The Company provides for income taxes regardless of whether it has received a tax assessment. Taxes are provided when it is considered probable that additional taxes will be due in excess of amounts included in the tax return. The Company regularly reviews exposure to additional income taxes due, and as further information is known or events occur, adjustments may be recorded.
Our effective tax rate for the three months ended December 31, 2015 was 32.1% compared to (31.3)% in the same period a year earlier. Our effective tax rate for the six months ended December 31, 2015 was 33.8% compared to 103.8% in the same period a year earlier. Our effective tax rates for the three and six months ended December 31, 2015 and 2014, in comparison to our statutory rate, were impacted in part by the acquired EPC joint venture project charges in which the Company has a 65% interest and does not receive a tax benefit. The Company recorded a discrete benefit of $0.9 million in the three months ended December 31, 2015, primarily relating to the retroactive application of the R&D tax credit. In addition, the Company recorded discrete benefits of $1.4 million in the six months ended December 31, 2015 primarily relating to the retroactive application of the R&D tax credit and a foreign currency item.

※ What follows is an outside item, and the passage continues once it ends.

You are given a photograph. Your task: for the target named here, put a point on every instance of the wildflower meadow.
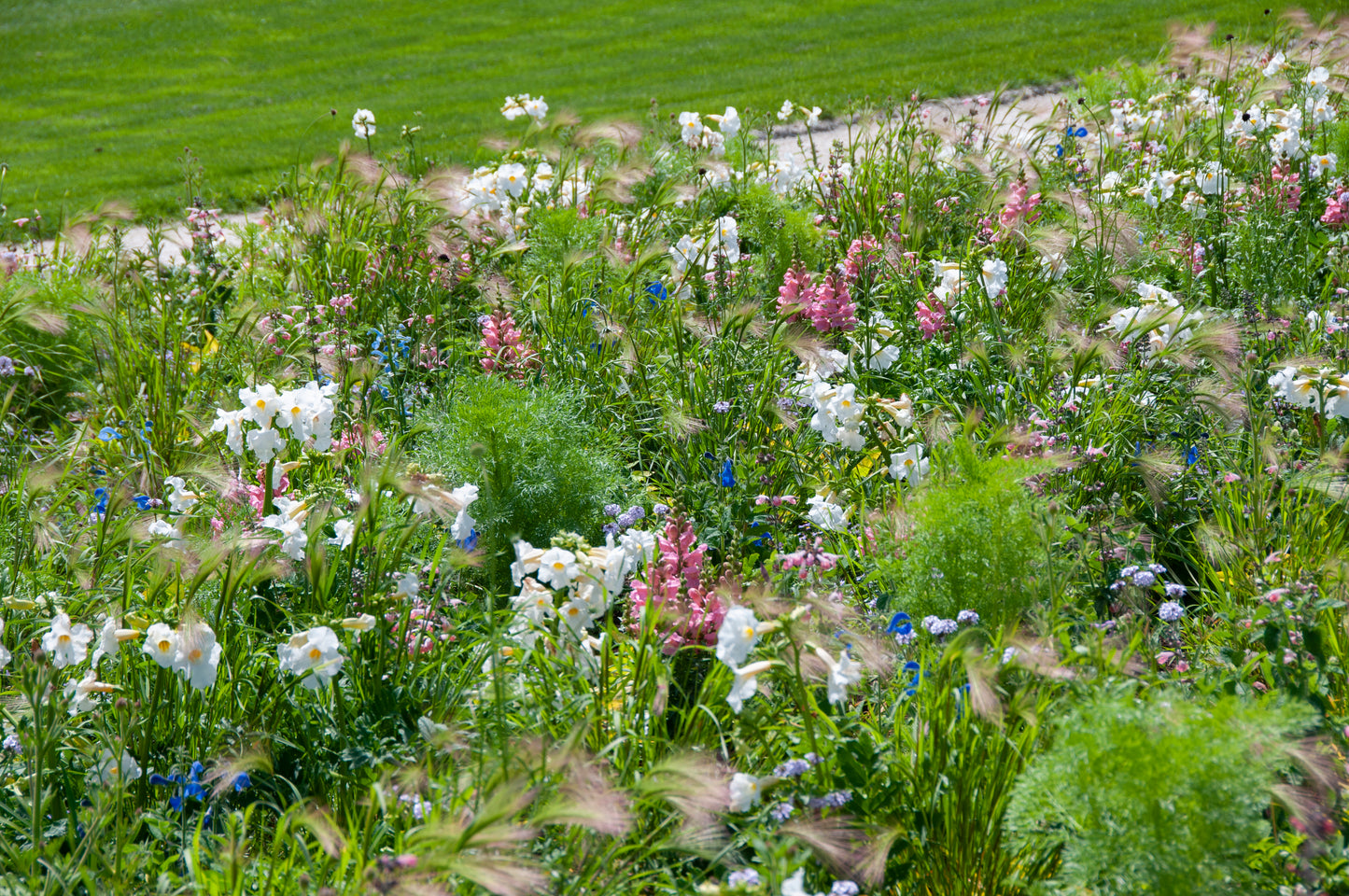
(653, 509)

As stated in Note 1, the Company has elected to retrospectively early adopt ASU 2015-17, effective for the quarter ended December 31, 2015. The quantitative effects of the change on the prior balance sheet presented, for the fiscal year ended June 30, 2015, resulted in a reclassification of $6.6 million and $6.6 million from the "Deferred income taxes" current asset and liability financial statement line items, respectively, to the "Deferred income taxes" asset and liability financial statement line items included in the noncurrent asset and liability sections of the balance sheet.